Pro NRW Remscheid: Lautes Propaganda-Getöse und ambivalente Angaben

IG Stimmen Remscheid

Screenshot vom 09.10.2013

Hintergrund
Im April 2012 gründete sich die “Interessengemeinschaft Remscheid-Mitte”, die den geplanten Moscheebau der islamistischen DITIB in Remscheid verhindern will. Dies versucht die IG mittels eines Bürgerbegehrens, wofür 4.300 Unterschriften notwendig sind (interessante Details).

Propaganda aus Remscheid
Unter Regional findet man auf der Hauptseite von Pro NRW am 08.10.2013 folgende Überschrift:Remscheid: OB demütigt engagierte Demokraten!“, und weiter:

„Seit Monaten sammelt in der Bergischen Großstadt Remscheid eine überparteiliche Bürgerinitiative Unterschriften gegen den Bau einer neuen DITIB-Moschee.“

„Laut Eigenangaben haben bereits mehrere tausend Bürger bei der “Interessensgemeinschaft Remscheid-Mitte”, in der sich auch der stellvertretende PRO-NRW-Kreisvorsitzende Jörg Schadwill engagiert, unterzeichnet.“

Klarstellung
Am 3. Juli 2012 wurde das Bürgerbegehren in Remscheid eingereicht.
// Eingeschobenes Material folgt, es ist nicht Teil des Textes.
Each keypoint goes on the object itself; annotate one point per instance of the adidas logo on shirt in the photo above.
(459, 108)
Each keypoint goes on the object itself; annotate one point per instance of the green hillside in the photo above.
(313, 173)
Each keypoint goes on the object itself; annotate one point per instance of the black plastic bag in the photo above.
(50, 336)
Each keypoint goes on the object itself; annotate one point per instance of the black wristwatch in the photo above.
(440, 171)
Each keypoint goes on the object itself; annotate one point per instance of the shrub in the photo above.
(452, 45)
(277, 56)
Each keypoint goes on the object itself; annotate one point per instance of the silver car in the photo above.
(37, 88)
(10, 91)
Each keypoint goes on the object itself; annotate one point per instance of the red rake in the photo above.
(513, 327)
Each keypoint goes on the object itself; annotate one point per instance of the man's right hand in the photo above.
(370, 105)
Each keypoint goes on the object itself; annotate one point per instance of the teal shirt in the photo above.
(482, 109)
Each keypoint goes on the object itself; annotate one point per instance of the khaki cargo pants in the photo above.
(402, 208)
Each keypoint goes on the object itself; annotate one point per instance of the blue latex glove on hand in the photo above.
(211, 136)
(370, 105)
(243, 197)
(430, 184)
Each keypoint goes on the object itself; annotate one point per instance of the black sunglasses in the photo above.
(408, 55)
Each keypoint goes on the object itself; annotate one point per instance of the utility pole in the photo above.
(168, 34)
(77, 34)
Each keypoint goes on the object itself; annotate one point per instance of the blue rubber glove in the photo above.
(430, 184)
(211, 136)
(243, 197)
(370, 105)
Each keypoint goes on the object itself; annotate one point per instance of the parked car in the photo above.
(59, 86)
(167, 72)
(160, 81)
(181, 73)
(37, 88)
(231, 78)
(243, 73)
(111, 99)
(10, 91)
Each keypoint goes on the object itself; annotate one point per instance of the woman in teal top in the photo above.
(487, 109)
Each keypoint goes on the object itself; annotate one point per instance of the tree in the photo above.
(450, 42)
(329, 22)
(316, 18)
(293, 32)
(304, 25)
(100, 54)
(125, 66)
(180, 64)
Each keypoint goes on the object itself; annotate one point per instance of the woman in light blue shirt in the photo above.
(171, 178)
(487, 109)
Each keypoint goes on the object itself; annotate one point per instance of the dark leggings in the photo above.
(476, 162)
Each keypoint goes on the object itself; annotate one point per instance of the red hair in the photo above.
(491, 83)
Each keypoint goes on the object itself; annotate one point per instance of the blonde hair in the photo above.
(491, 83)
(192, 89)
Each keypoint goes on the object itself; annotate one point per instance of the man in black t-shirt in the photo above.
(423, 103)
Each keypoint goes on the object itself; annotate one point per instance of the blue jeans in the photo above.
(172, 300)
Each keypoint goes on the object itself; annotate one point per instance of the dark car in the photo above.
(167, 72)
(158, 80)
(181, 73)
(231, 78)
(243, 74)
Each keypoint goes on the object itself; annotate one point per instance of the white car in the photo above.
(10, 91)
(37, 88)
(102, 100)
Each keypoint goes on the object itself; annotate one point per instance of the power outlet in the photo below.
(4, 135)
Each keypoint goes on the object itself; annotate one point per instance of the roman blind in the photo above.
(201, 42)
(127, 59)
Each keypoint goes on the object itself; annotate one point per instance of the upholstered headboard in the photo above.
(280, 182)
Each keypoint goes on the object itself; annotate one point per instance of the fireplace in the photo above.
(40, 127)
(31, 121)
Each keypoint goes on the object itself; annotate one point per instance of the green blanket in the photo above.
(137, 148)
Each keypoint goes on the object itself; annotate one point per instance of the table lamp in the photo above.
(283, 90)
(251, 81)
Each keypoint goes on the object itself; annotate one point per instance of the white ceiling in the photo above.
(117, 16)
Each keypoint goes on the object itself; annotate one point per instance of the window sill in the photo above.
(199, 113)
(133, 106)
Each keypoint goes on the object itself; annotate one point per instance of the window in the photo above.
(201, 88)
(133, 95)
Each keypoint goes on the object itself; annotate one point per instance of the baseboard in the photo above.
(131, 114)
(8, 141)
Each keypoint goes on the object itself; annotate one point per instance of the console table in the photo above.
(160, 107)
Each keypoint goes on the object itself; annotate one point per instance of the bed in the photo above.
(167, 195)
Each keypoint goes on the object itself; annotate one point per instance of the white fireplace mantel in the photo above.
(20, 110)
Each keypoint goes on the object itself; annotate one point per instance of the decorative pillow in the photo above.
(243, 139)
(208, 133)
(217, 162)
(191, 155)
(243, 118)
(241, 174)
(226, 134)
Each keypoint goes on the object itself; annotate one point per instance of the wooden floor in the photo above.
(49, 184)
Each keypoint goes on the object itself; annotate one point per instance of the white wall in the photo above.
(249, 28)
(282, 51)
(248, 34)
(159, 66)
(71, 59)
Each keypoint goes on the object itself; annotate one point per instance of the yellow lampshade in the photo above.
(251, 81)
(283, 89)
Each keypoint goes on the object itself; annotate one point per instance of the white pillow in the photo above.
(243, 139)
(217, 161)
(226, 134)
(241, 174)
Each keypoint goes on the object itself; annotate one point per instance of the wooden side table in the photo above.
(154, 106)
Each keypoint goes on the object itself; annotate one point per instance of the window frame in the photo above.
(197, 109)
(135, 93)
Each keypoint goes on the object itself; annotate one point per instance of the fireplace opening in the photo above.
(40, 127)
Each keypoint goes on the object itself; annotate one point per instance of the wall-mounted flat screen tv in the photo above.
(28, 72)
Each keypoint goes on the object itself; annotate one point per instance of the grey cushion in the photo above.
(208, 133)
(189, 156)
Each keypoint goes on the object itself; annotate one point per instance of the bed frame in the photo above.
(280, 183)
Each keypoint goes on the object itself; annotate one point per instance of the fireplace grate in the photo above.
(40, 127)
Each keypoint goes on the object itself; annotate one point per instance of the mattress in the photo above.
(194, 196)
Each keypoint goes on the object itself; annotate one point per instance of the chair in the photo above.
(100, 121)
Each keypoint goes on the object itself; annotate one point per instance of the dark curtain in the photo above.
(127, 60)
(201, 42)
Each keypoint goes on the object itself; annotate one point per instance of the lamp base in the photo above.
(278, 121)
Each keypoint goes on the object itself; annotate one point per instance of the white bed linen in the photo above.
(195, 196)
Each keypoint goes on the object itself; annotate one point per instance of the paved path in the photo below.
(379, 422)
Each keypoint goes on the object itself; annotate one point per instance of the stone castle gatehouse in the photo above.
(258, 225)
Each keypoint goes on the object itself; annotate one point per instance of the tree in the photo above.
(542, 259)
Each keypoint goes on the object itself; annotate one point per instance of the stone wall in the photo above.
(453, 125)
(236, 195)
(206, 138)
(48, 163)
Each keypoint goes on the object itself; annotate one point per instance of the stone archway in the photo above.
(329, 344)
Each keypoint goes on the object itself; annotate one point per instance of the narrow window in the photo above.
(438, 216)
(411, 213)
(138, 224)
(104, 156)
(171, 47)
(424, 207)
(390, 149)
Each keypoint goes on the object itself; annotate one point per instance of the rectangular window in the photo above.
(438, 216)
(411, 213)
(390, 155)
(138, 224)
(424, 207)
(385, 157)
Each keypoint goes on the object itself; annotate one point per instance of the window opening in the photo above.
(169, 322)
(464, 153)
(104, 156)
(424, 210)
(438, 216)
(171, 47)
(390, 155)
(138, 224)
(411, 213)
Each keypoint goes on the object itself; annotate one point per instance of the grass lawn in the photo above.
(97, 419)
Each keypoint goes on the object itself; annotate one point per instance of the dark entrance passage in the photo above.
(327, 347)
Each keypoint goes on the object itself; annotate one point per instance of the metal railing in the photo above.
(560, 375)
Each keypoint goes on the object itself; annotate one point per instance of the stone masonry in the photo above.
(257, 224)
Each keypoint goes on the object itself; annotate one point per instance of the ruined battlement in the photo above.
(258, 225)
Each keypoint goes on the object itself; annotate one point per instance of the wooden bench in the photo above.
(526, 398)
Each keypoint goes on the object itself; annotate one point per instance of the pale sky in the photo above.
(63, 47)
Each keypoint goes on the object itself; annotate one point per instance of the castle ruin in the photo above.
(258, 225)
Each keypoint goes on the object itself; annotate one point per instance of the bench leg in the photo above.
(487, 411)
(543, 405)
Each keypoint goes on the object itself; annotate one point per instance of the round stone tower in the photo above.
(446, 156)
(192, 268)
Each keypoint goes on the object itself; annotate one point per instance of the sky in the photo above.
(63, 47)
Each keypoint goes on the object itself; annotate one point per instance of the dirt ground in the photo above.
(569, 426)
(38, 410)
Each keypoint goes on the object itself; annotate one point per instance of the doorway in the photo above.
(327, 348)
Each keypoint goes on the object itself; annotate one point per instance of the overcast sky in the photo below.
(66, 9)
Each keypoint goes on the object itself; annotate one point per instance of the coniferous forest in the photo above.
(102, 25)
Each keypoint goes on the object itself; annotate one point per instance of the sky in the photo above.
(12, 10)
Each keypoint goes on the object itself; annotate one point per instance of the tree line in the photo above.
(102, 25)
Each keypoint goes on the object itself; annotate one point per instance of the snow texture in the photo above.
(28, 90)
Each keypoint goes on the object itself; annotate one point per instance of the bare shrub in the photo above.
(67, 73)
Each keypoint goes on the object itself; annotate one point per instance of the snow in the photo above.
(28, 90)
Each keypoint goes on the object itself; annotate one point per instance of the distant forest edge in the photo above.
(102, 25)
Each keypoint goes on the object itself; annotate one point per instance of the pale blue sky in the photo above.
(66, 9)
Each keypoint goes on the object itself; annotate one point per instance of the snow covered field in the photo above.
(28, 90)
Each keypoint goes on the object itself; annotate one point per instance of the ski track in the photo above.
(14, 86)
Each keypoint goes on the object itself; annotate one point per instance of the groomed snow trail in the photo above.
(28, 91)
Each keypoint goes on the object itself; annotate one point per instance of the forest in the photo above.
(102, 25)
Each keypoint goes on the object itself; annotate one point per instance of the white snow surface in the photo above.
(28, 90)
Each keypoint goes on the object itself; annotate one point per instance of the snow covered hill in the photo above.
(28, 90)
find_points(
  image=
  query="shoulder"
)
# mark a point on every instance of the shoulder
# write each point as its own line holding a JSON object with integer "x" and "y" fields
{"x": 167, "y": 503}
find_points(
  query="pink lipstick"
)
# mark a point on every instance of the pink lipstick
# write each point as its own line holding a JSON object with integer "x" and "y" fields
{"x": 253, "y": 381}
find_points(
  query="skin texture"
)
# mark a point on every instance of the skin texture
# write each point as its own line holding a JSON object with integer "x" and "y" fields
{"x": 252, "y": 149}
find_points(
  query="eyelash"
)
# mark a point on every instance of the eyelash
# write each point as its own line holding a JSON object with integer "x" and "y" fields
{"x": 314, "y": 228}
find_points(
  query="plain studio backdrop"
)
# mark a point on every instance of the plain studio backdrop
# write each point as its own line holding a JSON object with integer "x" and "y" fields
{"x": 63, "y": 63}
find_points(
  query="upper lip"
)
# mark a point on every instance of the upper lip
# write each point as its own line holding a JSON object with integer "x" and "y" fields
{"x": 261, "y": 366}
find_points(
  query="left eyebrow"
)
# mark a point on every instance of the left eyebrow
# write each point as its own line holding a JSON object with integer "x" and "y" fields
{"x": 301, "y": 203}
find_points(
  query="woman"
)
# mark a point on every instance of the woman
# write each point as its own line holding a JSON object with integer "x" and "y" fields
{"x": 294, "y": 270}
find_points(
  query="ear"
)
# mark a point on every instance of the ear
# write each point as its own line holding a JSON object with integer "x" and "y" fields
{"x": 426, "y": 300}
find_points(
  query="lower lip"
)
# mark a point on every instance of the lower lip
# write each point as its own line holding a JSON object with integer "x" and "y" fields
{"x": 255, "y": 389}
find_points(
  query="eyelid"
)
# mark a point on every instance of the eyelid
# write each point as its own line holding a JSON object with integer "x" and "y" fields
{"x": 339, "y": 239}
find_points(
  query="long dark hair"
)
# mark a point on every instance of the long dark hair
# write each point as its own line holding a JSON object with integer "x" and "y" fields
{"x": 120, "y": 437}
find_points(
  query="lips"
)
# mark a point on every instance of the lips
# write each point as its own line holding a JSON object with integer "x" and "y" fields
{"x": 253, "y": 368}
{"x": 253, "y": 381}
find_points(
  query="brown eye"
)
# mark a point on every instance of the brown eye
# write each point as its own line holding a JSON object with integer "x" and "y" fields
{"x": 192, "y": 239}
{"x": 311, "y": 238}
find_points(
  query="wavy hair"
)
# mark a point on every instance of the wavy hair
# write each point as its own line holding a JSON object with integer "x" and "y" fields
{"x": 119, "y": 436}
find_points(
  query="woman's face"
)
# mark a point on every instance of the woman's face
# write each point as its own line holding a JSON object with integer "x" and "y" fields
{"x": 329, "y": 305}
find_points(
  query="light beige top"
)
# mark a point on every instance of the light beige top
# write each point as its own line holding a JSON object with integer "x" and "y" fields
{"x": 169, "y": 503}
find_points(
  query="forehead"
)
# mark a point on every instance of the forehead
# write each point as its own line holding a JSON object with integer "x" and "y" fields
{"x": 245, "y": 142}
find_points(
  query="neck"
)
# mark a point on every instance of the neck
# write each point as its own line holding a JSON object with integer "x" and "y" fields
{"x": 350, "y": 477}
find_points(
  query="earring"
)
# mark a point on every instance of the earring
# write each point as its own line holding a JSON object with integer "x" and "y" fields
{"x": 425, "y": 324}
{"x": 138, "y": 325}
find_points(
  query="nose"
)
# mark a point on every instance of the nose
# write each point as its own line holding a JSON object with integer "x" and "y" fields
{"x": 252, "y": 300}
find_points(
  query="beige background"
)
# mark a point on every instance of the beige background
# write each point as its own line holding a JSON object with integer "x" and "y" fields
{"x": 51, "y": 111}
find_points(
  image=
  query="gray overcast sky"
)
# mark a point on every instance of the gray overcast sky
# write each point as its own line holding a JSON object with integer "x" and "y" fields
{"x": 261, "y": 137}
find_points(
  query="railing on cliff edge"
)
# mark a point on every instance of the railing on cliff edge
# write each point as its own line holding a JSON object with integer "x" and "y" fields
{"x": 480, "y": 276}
Bis heute sind über 15 Monate ins Land gegangen und von den erforderlichen 4.300 Unterschriften sind aktuell (9.10.2013) 1.731 ungeprüfte Unterschriften vorhanden.

Um nochmals zu verdeutlichen:  Seit Monaten (Pro NRW) bedeutet über ein Jahr, nämlich 15! Monate. Mehrere tausend! Unterschriften (Pro NRW) entpuppen sich als ein!-tausend-siebenhundert-einunddreißig nicht verifizierte Unterschriften.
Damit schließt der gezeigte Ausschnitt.